AT_past202212_m 木と区間

There is a tree with $ N $ vertices, whose vertices are numbered $ 1, \dots, N $ and edges are numbered $ 1, \dots, N-1 $ . Edge $ i \, (1 \leq i \leq N - 1) $ connects vertices $ U_i $ and $ V_i $ . Find the sum of the following value over all integer pairs $ (l, r) $ such that $ 1 \leq l \leq r \leq N - 1 $ : - the number of vertices that are reachable from vertex $ 1 $ using zero or more edges numbered between $ l $ and $ r $ , inclusive.

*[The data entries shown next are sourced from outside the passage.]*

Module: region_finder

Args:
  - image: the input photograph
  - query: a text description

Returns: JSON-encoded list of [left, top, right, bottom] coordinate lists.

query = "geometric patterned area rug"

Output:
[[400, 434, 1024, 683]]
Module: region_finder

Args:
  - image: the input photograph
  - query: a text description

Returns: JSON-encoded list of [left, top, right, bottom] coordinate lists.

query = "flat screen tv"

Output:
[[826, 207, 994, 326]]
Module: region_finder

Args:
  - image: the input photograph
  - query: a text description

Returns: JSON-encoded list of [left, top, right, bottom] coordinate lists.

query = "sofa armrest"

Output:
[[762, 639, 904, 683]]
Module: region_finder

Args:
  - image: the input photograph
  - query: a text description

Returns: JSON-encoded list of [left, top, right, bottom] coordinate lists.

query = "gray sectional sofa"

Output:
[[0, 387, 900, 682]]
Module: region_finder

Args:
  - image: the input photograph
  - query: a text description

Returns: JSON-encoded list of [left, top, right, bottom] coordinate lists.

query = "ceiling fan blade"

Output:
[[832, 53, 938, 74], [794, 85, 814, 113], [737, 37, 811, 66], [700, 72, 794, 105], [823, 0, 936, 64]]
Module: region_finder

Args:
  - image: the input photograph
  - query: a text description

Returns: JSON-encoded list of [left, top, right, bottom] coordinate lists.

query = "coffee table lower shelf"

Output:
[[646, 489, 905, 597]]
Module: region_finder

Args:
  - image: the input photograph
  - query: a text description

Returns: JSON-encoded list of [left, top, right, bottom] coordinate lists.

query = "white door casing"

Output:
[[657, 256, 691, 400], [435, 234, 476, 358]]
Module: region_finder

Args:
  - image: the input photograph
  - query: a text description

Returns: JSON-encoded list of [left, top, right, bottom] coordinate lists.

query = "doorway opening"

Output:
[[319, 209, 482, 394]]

The input is given from Standard Input in the following format: > $ N $ $ U_1 $ $ V_1 $ $ \vdots $ $ U_{N - 1} $ $ V_{N - 1} $

Print the answer.

### Sample Explanation 1 For example, if $ (l, r) = (2, 4) $ , one can get from vertex $ 1 $ to vertices $ 1 $ , $ 2 $ , and $ 4 $ ; if $ (l, r) = (3, 3) $ , one can get from vertex $ 1 $ to just vertex $ 1 $ . ### Constraints - $ 2 \leq N \leq 2 \times 10^5 $ - $ 1 \leq U_i \lt V_i \leq N \, (1 \leq i \leq N - 1) $ - The given graph is a tree. - All values in the input are integers.